New York Stock Exchange clients demand hyperspeed execution. Bob Steinbugler of IBM Corporate Strategic Design details the reinvention of the tool that lets brokers manage 540 million shares a day.
"When the New York Stock Exchange engaged my team at IBM to design a next-generation wireless computer for floor traders, it was very specific about the handheld's technical requirements. But the Exchange gave us scant information on the user's actual needs. We couldn't get access to the traders because we'd disrupt their hectic work. This created a dilemma: how to design for a user we've never met?"
"When we saw the specs, we quickly realized that this was going to be a heavy, complicated device. It would have to be a wearable computer whose weight was distributed across the body to make it more comfortable. Traders are always on the move, and we wanted to keep the device close to their bodies so it wouldn't flap around."
"We wanted to balance the computer's weight of 2.7 pounds, so we designed a harness that strapped around the trader's upper torso. We used the trader's shoulders and torso to support the system's weight. The computer folded out, from the chest. We took the mock-up to the Exchange, after the market had closed, and recruited five traders to play with it. After an hour of testing, they hated the thing: It was too heavy and cumbersome to carry around for six hours a day. We told the Exchange that we needed to rethink our entire approach. We had to get the traders involved."
"By observing the traders, we saw that they used their handhelds intensely at the beginning and end of each day, and in short bursts in between. So we had to optimize the design both for when they used the device and when they didn't. They chose a 1.6-pound unit because it felt the lightest."
"Because the device needed to be hand-held for use and carried when not, we provided a shoulder strap. Our first mock-up fixed the strap to the e-Broker, but traders complained that the strap was rubbing grooves into their expensive suits as they moved the unit up and down."
"We developed a strap that uses a friction pad to grip the shoulder; an eyelet attachment lets the device slide easily along the strap. The strap itself is made of elastic bungee material to absorb shock as the traders drop the terminals into carrying mode."
"The eyelets swivel to let the traders carry the devices with the touch screens against their bodies, thereby protecting them. All of these ergonomic features came out of working with the traders. Their unmitigated feedback gave us the gift of clarity."

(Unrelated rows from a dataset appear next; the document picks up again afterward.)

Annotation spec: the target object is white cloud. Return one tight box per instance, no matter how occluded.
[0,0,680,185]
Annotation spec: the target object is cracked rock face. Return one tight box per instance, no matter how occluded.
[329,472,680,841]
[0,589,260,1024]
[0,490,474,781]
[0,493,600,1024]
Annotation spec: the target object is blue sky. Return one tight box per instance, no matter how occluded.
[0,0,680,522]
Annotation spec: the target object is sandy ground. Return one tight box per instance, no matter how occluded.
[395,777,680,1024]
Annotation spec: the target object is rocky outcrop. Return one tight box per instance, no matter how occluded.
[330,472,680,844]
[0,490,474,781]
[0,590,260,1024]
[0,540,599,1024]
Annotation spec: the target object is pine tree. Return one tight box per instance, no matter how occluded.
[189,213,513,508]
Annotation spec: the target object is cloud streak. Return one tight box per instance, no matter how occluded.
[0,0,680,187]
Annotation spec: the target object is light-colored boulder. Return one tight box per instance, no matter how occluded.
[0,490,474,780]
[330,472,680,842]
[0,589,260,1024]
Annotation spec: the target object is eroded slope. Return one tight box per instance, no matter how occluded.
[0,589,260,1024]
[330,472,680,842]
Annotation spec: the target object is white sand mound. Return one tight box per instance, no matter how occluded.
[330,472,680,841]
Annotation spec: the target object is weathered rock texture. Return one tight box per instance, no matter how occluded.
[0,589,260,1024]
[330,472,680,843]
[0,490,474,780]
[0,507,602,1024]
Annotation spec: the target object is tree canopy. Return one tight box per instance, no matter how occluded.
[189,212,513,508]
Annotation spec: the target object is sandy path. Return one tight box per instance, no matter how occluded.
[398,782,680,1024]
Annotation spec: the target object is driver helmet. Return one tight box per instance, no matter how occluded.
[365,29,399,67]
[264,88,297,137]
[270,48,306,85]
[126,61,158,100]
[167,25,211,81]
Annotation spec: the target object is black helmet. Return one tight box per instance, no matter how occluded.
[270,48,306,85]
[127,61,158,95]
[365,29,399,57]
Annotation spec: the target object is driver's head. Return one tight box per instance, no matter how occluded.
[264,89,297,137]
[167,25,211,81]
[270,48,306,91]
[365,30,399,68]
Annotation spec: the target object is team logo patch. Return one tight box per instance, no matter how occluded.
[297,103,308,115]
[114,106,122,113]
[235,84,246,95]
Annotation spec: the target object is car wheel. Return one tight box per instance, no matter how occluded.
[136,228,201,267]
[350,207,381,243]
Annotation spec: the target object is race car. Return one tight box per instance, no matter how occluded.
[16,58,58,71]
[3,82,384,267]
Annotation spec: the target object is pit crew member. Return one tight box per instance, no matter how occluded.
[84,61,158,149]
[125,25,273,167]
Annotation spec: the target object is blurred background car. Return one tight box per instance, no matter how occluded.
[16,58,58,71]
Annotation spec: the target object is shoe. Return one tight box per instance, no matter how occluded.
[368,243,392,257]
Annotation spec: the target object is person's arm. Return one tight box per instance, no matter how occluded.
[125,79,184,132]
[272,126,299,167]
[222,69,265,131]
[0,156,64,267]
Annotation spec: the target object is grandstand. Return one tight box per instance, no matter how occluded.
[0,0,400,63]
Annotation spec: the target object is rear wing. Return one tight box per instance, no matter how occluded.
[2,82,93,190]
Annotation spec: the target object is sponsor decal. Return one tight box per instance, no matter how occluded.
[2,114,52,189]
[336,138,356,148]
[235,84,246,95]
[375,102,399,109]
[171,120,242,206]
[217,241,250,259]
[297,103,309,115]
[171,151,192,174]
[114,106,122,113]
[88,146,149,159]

"Another challenge was to design the computer's backside. We gave the back cover a soft curve with no hard edges that might irritate the trader's hand, while still matching the different battery profiles we were considering. We built a strap that would wrap around one's hand, making it easier to grip the computer."
"So far, IBM has built more than 3,000 e-Broker terminals. These days, you can make technology do just about anything, but the e-Broker's design process taught us to look at technology holistically--to learn how people live with it even when they're not using it."